In order to realize the embodiment, the application also provides a feed pump cavitation detection method.
FIG. 4 is a flow chart of a method for detecting cavitation of a feed water pump according to an embodiment of the present application.
As shown in fig. 4, the method comprises the steps of:
and S1, receiving acoustic signals of the water feeding pump, bearings at two ends of the water feeding pump and thermal signals of the water feeding pump, which are acquired by the sensor.
Wherein, the sensor is arranged on the shell of the feed pump and the bearings at two ends in a patch mode. Particularly, a sound sensor is respectively arranged at the driving end and the non-driving end of the water feeding pump and used for detecting sound generated by two shaft ends of the water feeding pump in the running process, two sound sensors are symmetrically arranged on the outer shell of the water feeding pump and connected with the outer shell into a whole in a patch mode, and external noise can be shielded. The sensor is used for acquiring acoustic signals of the water feeding pump and bearings at two ends of the water feeding pump.
In addition, other sensors are used for collecting thermal signals of the water feeding pump, such as inlet and outlet pressure signals, temperature signals and the like during operation of the water feeding pump.

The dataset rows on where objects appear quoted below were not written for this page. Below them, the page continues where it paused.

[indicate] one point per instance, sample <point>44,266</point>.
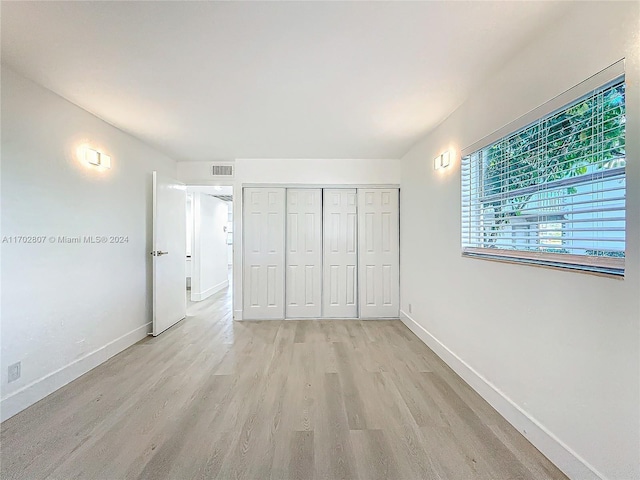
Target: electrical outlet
<point>14,371</point>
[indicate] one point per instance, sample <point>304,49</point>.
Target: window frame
<point>600,265</point>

And S2, processing the acoustic signals and extracting characteristic parameters.
Specifically, as shown in fig. 5, the method further includes the following steps:
and S21, converting the acoustic signal into a waveform signal.

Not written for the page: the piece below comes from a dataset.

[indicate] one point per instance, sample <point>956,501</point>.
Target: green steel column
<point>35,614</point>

And S22, performing framing processing on the waveform signal.
And S23, pre-emphasis processing is carried out on the waveform signal.

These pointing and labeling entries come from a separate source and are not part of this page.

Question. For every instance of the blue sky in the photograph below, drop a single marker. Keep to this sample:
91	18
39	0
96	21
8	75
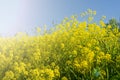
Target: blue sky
25	15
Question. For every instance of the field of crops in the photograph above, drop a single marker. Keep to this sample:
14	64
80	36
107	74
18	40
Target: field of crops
73	50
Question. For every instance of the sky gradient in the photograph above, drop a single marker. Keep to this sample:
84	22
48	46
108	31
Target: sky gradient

Based on the formulaPre-emphasis is performed on a waveform signal, and formula one:
Figure BDA0003596586690000081
where H (z) denotes, z denotes a pole,
Figure BDA0003596586690000082
represents a pre-emphasis coefficient, and
Figure BDA0003596586690000083
in this example
Figure BDA0003596586690000084
May be set to 0.97.
And S24, performing windowing operation on the waveform signal.
Performing windowing operation based on a waveform signal of a formula II:
Figure BDA0003596586690000085
wherein ω (n) is a window function,
Figure BDA0003596586690000086
and N represents the number of frames corresponding to a certain sampling frequency after the audio signal is subjected to framing operation.
And S25, extracting the characteristic parameters of the waveform signal.
Specifically, the following steps may be included:
and S251, acquiring an energy spectrum of the waveform signal based on the third formula.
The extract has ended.